Sammy might have been the most talented runner in the field, but it didn’t look like this would be his day.
However, the temperature on race day was far warmer than expected. Sammy has a reputation for flourishing in the heat. At the Beijing Games, on a day reaching 86 degrees, Sammy not only won gold, but he also set an Olympic record. In Chicago, the Kenyan raised eyebrows when he kept up with the lead pack. When he made it a two-man race by Mile 23 with Tsegaye Kebede of Ethiopia — the man who won the London race Sammy failed to finish — he impressed the gloomiest of naysayers. But even Sammy’s biggest supporters couldn’t predict what came next.
Despite visible pain, Sammy made it a duel with Kebede. One would surge ahead, then the other, and both seemed to be moving at close to a sprint. In the final half-mile, Sammy pulled away, steaming ahead in a kick that turned Kebede into nothing more than a memory. Sammy broke through the red ribbon at the finish line with a toothy grin cutting across his face, his arms spread as if they were wings, and his index fingers raised to sign “no. 1.” Time: 2:06.23 — faster than in Beijing. His manager, Federico Rosa, called it “the greatest marathon race I have ever seen, and the biggest surprise. It was a total shock.”
“Sammy proved his heart today,” boasted Carey Pinkowski, Chicago race director. Sammy himself carried his triumph with languid ease: “My ship is coming back,” he explained to reporters. He openly eyed the world record, then 2:03:59 and held by Haile Gebrselassie of Ethiopia. “The body is coming,” he promised.
Sammy was 23 years old. He had just become the youngest man to win four major world marathons. It would be the last victory of his life.

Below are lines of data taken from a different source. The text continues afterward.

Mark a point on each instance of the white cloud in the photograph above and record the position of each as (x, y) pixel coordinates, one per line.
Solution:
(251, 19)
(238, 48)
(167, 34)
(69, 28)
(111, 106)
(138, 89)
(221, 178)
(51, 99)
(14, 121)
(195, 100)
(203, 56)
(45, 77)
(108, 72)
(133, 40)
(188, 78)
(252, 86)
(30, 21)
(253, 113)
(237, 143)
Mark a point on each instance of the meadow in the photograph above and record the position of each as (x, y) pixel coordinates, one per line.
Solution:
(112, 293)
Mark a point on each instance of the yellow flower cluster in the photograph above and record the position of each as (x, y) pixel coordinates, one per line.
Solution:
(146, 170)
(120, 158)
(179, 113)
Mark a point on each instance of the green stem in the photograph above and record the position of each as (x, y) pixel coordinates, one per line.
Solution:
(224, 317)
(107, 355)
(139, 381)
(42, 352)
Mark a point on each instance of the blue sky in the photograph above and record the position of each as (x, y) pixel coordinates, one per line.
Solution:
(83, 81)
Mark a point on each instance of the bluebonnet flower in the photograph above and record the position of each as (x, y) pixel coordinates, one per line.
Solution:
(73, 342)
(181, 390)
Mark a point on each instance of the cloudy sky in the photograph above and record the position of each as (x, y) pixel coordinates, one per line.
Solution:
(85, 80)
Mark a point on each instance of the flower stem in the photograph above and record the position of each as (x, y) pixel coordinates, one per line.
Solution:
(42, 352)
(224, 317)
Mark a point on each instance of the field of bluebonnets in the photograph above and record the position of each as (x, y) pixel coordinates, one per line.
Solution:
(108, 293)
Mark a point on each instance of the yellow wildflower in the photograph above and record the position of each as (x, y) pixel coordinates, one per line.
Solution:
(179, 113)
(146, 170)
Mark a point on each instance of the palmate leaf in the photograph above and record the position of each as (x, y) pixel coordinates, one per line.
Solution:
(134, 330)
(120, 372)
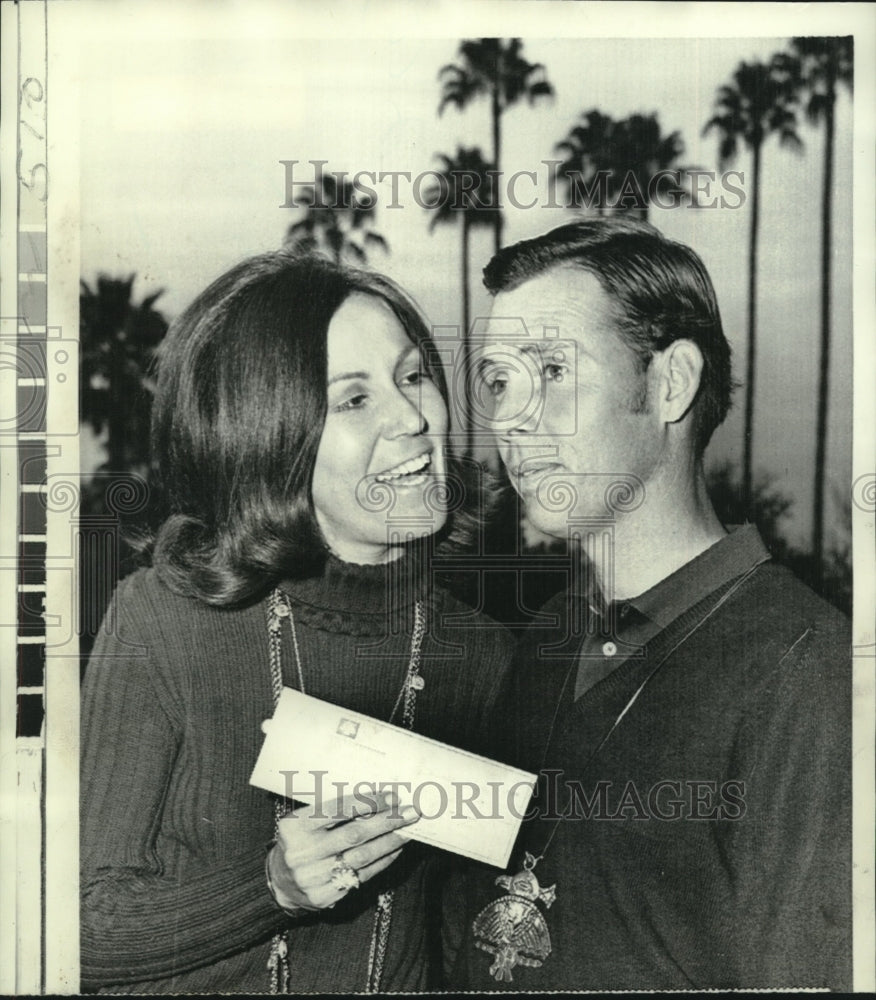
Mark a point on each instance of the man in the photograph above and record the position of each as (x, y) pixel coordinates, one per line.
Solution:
(687, 700)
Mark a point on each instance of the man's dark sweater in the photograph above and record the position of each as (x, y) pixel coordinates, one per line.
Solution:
(705, 785)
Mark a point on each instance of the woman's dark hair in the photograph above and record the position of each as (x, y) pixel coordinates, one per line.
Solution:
(237, 420)
(660, 290)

Here is what we know about the death of Sammy Wanjiru: It happened late in the early hours of May 15 at his posh home in Nyahururu, a Rift Valley town about 100 miles from Nairobi. Sammy fell from a second-story balcony — a drop of about 16 feet — and landed on the pavement outside. He lost consciousness. Hospital doctors could not revive him.
Here is the mystery: whether Sammy fell, jumped, or was pushed.
Sammy had been drinking that night after a day of training. He brought a woman named Jane Nduta home with him. Triza Njeri, Sammy’s wife, returned to find Sammy in bed with her. The couple quarreled before she locked Sammy and Jane upstairs, leaving them with no way out, and then Triza left the house. Minutes later, Sammy dropped from the balcony. But why did he fall?
“The fact of the matter is that Wanjiru committed suicide,” Eric Kiraithe, a national police spokesman, told the Associated Press. Police Commissioner Mathew Iteere seconded this account in initial reports. The last six months had been personally tumultuous for Sammy, and he’d been known to send text messages threatening suicide. Jasper Ombati, the local police chief, suggested to Reuters that it was unclear whether “it was a suicide or if he jumped out of rage, or what caused him to fall to the ground.”
But then, in an AP account, Ombati said that it was probably an accident.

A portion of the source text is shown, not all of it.